A seguito di predetto inadempimento, gli interessati promuovevano ricorso avverso la decisione dell’ufficiale ai sensi dell’art. 95 D.P.R. n. 396/2000 innanzi al Tribunale di Savona, il quale, come anticipato, stabiliva l’illegittimità della suddetta decisione con conseguente condanna dell’Ufficiale di Stato Civile a procedere con il facere ordinato dal Tribunale di Genova, indipendentemente dalla sua definitività.
Il rifiuto dell’Ufficiale di Stato Civile ad adempiere all’ordine giudiziale emesso dal Tribunale di Genova in attesa della definitività della decisione prima di poter procedere all’iter burocratico si basava sull’assunto secondo cui: “l’Ufficiale di Stato Civile non può seguire le indicazioni del Tribunale di Genova, ma deve seguire, invece, le istruzioni impartite dal Ministero dell’interno”.
L’approccio adottato dal Tribunale di Savona, invece, risulta di più semplice adesione in quanto basato sul dettato normativo sopracitato.

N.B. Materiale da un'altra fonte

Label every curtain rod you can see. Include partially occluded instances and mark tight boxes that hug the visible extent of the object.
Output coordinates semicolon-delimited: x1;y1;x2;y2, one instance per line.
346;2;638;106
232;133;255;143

Si specifica, infatti, che non è stata posta alcuna norma a fondamento del rifiuto e non se ne ravvede una che stabilisca che le decisioni in questione non potessero essere eseguite senza la loro previa definitività.
I provvedimenti che accertano lo status di cittadino italiano iure sanguinis ed ordinano il conseguente facere amministrativo sono quindi provvisoriamente esecutive e costituiscono titolo per la trascrizione.
La decisione, quindi, chiarifica la distinzione tra sistema istituzionale e ordinamentale italiano, portando alla luce un dato che non può essere ignorato, ovvero che le indicazioni ministeriali, non possedendo valore normativo erga omnes, non possono contrastare un dato normativo opposto e a maggior ragione neanche un ordine giudiziario chiaramente in contrasto.
I richiedenti hanno quindi potuto esercitare il loro diritto legato allo status di cittadini italiani, senza dover attende l’esito di un giudizio di impugnazione il cui esito non è pronosticabile.
L’attesa, d’altronde, avrebbe rappresentato un ingiustificato pregiudizio in capo ai richiedenti, obbligati a dover attendere un futuro tutt’altro che certo.